"The death rate in the Navy during Spanish-American War," writes Darrell Huff in his classic, How to Lie with Statistics, "was nine per thousand. For civilians in New York City during the same period, it was sixteen per thousand." The American Government used these statistics to entice young people to join the Navy, proving that, paradoxically, "it was safer to be in the Navy than out of it."

— Source: Travel Singularity— Source: Travel Singularity
— Source: Travel Singularity

The argument is, apparently, linear, but the Navy was (and still is) composed mostly of healthy young people, while the civilian population includes infants, the elderly, and the sick, who have a higher mortality rate regardless of where they are. But this information, although methodologically crucial, was omitted from the recruitment campaigns.

The problem with COVID-19 is similar: we are asked to make predictions with limited, fragmented, sensationalized, simplified, inflated, confused, politicized, prejudicial, instrumentalized, contradictory, and poorly aggregated data sets. The most striking example? Each country is calculating the mortality rate with arbitrary and unscientific metrics. To date, the (real) fatality percentage can be anywhere between 0.0001% and 99%, depending on how the (already scarce) data are interpreted. This makes any rational argument impossible, let alone a prediction.

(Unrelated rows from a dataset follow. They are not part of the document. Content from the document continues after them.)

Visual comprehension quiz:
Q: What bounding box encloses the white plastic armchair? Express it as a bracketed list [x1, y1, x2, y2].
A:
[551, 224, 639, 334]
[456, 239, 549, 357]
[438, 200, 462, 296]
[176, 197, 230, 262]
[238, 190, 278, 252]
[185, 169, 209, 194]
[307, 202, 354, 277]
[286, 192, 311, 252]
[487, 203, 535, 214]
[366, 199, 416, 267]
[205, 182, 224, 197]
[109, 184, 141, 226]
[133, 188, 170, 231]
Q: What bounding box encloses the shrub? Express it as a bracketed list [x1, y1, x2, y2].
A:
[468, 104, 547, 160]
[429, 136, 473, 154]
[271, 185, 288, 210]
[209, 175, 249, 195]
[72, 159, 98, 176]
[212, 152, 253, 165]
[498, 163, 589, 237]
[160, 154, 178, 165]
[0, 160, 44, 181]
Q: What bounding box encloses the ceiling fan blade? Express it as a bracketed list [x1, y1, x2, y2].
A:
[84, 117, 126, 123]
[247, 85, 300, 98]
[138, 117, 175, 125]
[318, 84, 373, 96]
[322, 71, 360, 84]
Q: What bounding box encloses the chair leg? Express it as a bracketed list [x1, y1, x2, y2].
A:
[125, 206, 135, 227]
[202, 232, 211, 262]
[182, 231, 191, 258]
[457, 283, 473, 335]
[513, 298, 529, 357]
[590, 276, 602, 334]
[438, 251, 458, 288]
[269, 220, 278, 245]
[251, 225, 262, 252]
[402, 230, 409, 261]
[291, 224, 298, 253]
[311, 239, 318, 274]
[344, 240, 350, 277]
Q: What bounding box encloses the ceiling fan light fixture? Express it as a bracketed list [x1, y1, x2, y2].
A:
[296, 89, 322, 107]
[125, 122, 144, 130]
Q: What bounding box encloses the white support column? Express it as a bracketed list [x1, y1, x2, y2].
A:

— Source: Travel Singularity— Source: Travel Singularity
— Source: Travel Singularity

There is a saying in tech: garbage in / garbage out, meaning that, if the original data is garbage, then any consideration and evaluation based on those data will also be garbage. Anyone who has the arrogance to make predictions on COVID-19 based solely on information currently in the public domain is shamelessly lying or has access to data unknown to the rest of the world. Or (and this scenario, in its wicked banality, is even more frightening) he is used to interpreting reality based on fallacies, using a methodology that is not too different from flipping a coin.

So my point of view on the future of travel? I don't have any.

And every (honest) consultant should give the same answer. It is not intellectual nihilism, but, as I do not create a marketing strategy until I am sure of the accuracy of the data I have, I do not feel deontologically (nor ethically) justified in providing guidelines and indications on the future of travel, knowing what I know today about coronavirus. Remember that a prediction is no better than the data sample on which it is based. There are no exceptions. And, without data (or with garbage data like the ones we have), what we are left with are only opinions, sworn enemies of the scientific, rational, and anti-emotional model to which all of us have (or should have) sworn an almost Hippocratic loyalty.

To conclude: the American writer Henry Felsen said that "if cured, a cold passes in just seven days but, if left untreated, it can last up to a week." This is the level of "science" to which most of us are using when invited to the (useless, if not harmful) endless webinars on the subject. The virus, along with its implications on our industry, scares me much less than this suspension of common sense.

Because for the latter, unfortunately, a vaccine will never exist.